The entrance to the U.S. Supreme Court building in Washington, D.C.
CNN
The entrance to the U.S. Supreme Court building in Washington, D.C.

WASHINGTON, DC — The U.S. Supreme Court said Tuesday that the parents of a Juarez youth who was shot to death in Mexico by a U.S. Border Patrol agent standing on American soil cannot try to sue the agent in U.S. courts for damages.

The ruling is a win for the agent and the United States government, who argued the case should not be allowed to go forward. The decision will make it harder for individuals to sue federal officers when their constitutional rights are violated.

The 5-4 ruling came down along familiar ideological lines, with the Court’s five conservative justices siding with the government and its four liberal justices dissenting.

Justice Samuel Alito, writing for the majority, said that “regulating the conduct of agents at the border unquestionably has national security implications” and that any risk of undermining border security provides a “reason to hesitate.”

The conservative justice emphasized that the circumstances surrounding the case were “tragic,” but said Congress needs to act, rather than the courts.

In 2010, Sergio Hernandez, a 15-year-old Mexican citizen, was with friends on a cement culvert that separates El Paso from Ciudad Juarez. The international border runs down the middle of the culvert.

Hernandez’s parents say their son and the others were playing a game: crossing the border, touching a fence and then running back to Mexican soil. They accused Jesus Mesa Jr., the Border Patrol agent, of arriving on the scene and fatally shooting their son while Mesa was standing on U.S. soil.

They wanted to sue Mesa for violating the Fourth and Fifth Amendment.

According to the government, Mesa resorted to force only after Hernandez refused to follow commands to stop throwing rocks.

Justice Ruth Bader Ginsburg, joined by the other liberal justices, dissented, saying the claim should be heard. Ginsburg also referred to problems at the U.S.-Mexico border that date back nearly a decade.

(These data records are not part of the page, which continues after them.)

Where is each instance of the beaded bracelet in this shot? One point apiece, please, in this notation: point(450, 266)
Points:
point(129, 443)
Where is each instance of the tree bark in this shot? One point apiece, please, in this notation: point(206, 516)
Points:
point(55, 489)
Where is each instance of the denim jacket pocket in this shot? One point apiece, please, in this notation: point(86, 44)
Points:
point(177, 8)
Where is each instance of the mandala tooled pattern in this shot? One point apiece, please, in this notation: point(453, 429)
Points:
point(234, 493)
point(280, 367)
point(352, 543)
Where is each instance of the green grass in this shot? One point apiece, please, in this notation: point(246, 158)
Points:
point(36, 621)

“Regrettably, the death of Hernández is not an isolated incident,” she wrote.

“One report reviewed over 800 complaints of alleged physical, verbal, or sexual abuse lodged against Border Patrol agents between 2009 and 2012; in 97% of the complaints resulting in formal decisions, no action was taken,” Ginsburg said, referring to a court filing.

Ginsburg also wrote that “there is still no good reason why Hernandez’s parents should face a closed courtroom door,” noting that the circumstances would have been different if Hernandez had been “running up or down the United States side of the embankment.”

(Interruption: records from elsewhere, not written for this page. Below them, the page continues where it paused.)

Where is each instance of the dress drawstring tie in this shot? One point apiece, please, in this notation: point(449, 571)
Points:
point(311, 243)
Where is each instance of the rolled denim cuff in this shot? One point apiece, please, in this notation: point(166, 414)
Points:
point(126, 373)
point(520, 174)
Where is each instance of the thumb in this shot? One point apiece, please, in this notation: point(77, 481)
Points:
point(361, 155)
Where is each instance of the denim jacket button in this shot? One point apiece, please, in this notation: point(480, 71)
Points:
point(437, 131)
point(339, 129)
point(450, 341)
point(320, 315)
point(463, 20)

Hernandez’s “location at the precise moment the bullet landed should not matter one whit,” Ginsburg wrote, calling Mesa, the agent, “rogue.”

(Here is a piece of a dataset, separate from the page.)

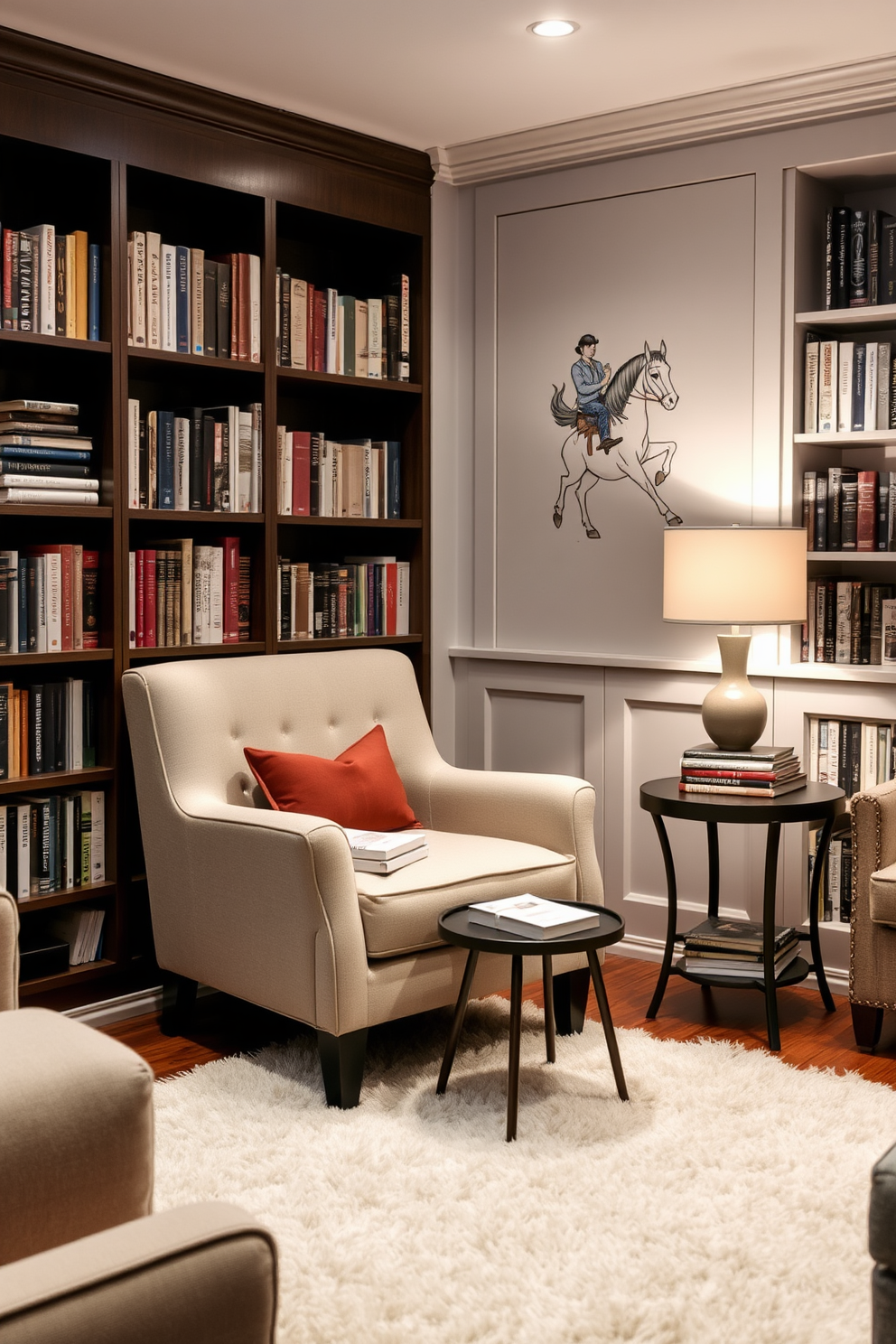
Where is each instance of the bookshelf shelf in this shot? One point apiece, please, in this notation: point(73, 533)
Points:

Disagreeing with Alito, Ginsburg wrote that “neither US foreign policy nor national security is in fact endangered by the litigation.”

The Justice Department declined to bring a criminal charge against Mesa in 2012 and it supported the agent in court, arguing that the family cannot come to the US courts and sue for damages.

Solicitor General Noel Francisco urged the justices in a court brief that “imposing a damages remedy on aliens injured abroad by US government officials would implicate foreign-policy considerations that are committed to the political branches” and would inject the courts into sensitive matters of international diplomacy that would “risk undermining the government’s ability to speak with one voice in international affairs.”